Pero también hay que añadir un segundo frente de batalla, que es la familia. Muchos profesionales no pueden ver a su esposo/a, a su pareja, a sus hijos; incluso han contagiado a miembros de su familia, con lo cual el sentimiento de culpabilidad crece hasta límites insospechados, convirtiéndose en una obsesión incompatible con la salud.

En fin, un trabajo extenuante en unas condiciones de máximo estrés (los equipos producen deshidratación y fatiga laboral aumentada) y un presentismo que te convierte directamente en la víctima del burnout diabólico. Una desvitalización que te deja sin energía psíquica (anergia) para ayudar a los pacientes y para recuperarte a ti mismo. El burnout diabólico ha laminado la resiliencia o resistencia fisiológica frente al estrés y te convierte en un zombi, sordo a las emociones (alexitímico) pululando por los pasillos del hospital o por tu propio domicilio. Fernando, un médico de urgencias de cualquier hospital, comenta: «Mis metas quedan cumplidamente satisfechas con el intento de paliar infatigablemente lo que es casi imposible resolver”.

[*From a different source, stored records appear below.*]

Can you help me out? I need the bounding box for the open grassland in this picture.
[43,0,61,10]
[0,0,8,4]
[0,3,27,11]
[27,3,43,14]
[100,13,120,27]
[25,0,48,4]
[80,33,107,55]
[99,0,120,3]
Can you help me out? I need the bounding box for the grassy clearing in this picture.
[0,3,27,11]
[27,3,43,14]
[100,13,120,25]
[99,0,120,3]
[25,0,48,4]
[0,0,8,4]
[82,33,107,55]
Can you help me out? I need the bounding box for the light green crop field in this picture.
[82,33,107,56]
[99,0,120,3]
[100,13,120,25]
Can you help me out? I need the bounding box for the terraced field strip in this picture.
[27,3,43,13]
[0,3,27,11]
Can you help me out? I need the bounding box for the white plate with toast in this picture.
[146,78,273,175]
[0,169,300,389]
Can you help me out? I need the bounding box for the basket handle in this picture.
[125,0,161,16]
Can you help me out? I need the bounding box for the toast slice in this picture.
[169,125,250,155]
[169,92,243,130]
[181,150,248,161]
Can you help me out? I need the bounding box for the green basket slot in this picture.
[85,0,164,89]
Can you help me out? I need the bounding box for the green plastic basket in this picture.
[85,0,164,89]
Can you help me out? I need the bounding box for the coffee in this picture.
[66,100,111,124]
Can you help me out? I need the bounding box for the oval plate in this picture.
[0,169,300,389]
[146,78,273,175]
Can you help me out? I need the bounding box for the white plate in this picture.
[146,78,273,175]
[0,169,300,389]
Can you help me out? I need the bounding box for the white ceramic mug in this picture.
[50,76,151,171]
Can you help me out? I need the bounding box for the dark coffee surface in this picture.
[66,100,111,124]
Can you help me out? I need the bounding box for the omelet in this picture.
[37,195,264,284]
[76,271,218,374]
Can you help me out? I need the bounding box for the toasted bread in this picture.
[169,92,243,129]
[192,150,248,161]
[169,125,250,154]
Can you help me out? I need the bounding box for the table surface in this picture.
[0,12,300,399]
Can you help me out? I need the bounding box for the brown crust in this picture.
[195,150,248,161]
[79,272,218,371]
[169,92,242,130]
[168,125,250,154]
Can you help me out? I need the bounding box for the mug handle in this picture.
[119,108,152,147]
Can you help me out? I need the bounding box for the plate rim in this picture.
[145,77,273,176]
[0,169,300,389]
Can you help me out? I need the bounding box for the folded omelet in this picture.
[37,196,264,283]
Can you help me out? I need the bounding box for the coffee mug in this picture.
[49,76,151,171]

Y el “burnout diabólico” hace su presencia: desde que me levanto por la mañana, arrastro los pies con desánimo, mi mujer me dice que tengo que buscar algo que me motive. ¿Motivarme? ¡No me hagas reír! ¿Y qué puedo hacer? Por supuesto, la organización habrá de ser generosa y sensible en la recuperación integral de tantos profesionales agredidos por este burnout diabólico (gratificaciones, descansos, tiempo, meses sabáticos, etc.). Además, el sanitario tiene que intentar desprenderse de tanta negatividad y recuperar la esperanza.

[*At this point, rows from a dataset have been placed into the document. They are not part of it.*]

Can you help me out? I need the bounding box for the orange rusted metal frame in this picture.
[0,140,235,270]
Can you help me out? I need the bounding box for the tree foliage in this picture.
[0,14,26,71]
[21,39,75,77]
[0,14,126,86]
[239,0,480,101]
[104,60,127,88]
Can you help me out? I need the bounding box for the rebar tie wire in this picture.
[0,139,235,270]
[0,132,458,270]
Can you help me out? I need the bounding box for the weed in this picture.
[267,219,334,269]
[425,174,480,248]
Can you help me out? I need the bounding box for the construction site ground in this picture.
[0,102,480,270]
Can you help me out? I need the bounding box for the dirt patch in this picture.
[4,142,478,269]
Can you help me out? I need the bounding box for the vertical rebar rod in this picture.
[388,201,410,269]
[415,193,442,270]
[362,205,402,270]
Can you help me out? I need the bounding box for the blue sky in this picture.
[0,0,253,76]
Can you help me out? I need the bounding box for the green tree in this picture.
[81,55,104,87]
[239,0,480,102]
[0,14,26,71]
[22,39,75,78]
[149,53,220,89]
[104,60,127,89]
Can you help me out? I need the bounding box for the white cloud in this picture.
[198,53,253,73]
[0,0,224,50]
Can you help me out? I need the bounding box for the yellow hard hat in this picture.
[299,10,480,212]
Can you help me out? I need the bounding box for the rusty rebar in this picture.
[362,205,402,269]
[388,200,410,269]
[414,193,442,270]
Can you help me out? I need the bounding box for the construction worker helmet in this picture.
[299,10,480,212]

No tenemos un tratamiento de urgencia. Desmontar este inmenso miedo y esta gigantesca angustia necesita tiempo; pero es posible recuperar la normalidad y la vida después de esta lucha sin cuartel. Centrar nuestra atención en la respiración abdominal facilita la secreción de hormonas como serotonina y endorfinas, relacionadas con el bienestar emocional, al tiempo que mejora la sintonía de los ritmos cerebrales entre ambos hemisferios. Precisamente por eso hay que lograr la parte más positiva de todo lo que vimos, sentimos y experimentamos.

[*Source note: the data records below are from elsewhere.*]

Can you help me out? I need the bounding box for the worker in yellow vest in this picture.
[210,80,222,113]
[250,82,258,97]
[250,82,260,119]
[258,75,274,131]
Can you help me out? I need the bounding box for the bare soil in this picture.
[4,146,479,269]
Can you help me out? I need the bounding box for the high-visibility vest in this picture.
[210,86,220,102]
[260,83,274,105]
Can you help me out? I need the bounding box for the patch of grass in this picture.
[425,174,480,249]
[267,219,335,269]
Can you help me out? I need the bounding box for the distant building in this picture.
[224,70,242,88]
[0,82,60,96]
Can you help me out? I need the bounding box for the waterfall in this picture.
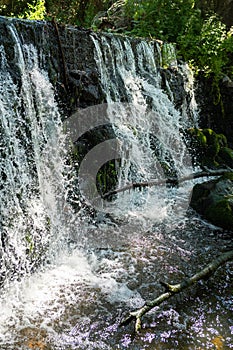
[0,18,232,350]
[0,24,69,282]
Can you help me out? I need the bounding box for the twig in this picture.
[120,250,233,332]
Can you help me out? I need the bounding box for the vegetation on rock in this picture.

Frases saturadas de buenas palabras son esenciales para cambiar nuestro cerebro y eliminar tóxicos mentales que generan tantas enfermedades y nos conducen a procesos involutivos. Las palabras por sí solas cambian la mente, el estado emocional, activan procesos de pensamiento positivos, reducen la intensidad del dolor y del sufrimiento. Hay que sacar el foco de atención de esos pensamientos negativos que nos están alterando, provocando desánimo, ira, odio, resentimiento, malestar y tristeza. La palabra es una forma de energía vital.

Cuando una persona dice «¡Qué mañana más maravillosa!», se insufla una buena dosis de ilusión y de optimismo. Tal vez, es hora de gritar en lo más profundo de nuestra alma con toda nuestra fuerza: «¡Me gusta la vida! ¡Quiero vivir!».